Низкое небо опустилось над полем. В застоявшейся его зелени плыли подкрашенные розовым облака. Одна-единственная птица тонко звенела над умолкающей травой. По полю шла девочка в венке из ромашек. Она уходила к горизонту, не думая о дороге.
Скажи, куда? Скажи, зачем? Звуки вопрошают, бьются, замирают.
И вместе с теплым вечерним туманом все вокруг затопляет высокая светлая нежность. Так играет она, Ксения Адоскина.
В пятницу из кошелки Василия Лукьяновича, помимо обычной снеди, явились капустный пирог, пакет подсохшего зефира и бутылка без этикетки.
— Вот, — сказал он, поводя рукой над столом. — Это, значит… — и, опережая удивленно-сердитую морщинку на лбу Ксении Ивановны, добавил, кивнув на бутылку: — Легкое очень, домашнее…
Илья Игнатьевич, направившийся было к выходу, чтобы на улице поджидать Ксению Ивановну, застыл в дверях.
— Что вы сказали, Василий Лукьянович?
— Я в том смысле — день рождения у меня. Шаг, стало быть, к этой…

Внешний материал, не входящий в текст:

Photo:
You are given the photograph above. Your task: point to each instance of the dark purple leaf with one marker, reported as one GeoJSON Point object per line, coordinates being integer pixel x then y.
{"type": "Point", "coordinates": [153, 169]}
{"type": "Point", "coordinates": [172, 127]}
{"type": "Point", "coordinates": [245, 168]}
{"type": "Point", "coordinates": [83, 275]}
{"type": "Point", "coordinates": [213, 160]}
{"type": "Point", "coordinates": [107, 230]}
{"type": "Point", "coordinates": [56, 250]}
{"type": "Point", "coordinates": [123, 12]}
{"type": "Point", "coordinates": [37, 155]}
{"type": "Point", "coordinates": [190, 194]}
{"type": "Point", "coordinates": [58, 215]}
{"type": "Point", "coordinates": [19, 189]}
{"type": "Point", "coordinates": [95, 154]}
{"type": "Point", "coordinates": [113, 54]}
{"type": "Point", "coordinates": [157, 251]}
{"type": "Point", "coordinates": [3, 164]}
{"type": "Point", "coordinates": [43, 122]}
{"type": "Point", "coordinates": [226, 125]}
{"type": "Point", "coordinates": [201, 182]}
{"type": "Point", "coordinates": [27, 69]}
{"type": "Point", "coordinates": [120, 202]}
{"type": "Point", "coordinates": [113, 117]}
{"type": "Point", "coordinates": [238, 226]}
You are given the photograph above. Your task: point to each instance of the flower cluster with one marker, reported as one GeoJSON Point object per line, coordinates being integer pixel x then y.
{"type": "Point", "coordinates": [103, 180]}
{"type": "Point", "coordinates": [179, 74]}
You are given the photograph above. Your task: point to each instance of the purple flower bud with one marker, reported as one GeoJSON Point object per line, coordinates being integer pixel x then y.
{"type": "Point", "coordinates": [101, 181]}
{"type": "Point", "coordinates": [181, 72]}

— Ну что вы такое говорите, Василий Лукьянович, — заторопилась Ксения Ивановна.
— К пенсии, говорю, шаг. Недолго, два годика осталось. Это вы молодежь, а я… Словом, давайте это… отметим, что ли.
Такую длинную речь в стенах лаборатории Василий Лукьянович произнес, пожалуй, впервые.
— Ах, ну право, — приговаривала Ксения Ивановна, нарезая кулебяку, расставляя мензурки и бумажные тарелочки и передавая Илье Игнатьевичу миску с помидорами — мыть. Тот покорно, даже с готовностью, ушел.
— Я вот, Ксения Ивановна, хотел сказать вам, — начал Василий Лукьянович, — про Илью. Вы ведь тоже, наверно, заметили.
— Что я такого могла заметить?
— Птицы эти, деревья…
— Да, птиц он любит. А что?
— Птиц и я люблю. Особенно чаек. Я к тому, что заговаривается он. У него ведь птицы-то на этом… Только не думайте, не подслушивал я. Случайно вышло. А вы… нехорошо, Ксения Ивановна, подыгрываете вы ему. Вам бы урезонить человека.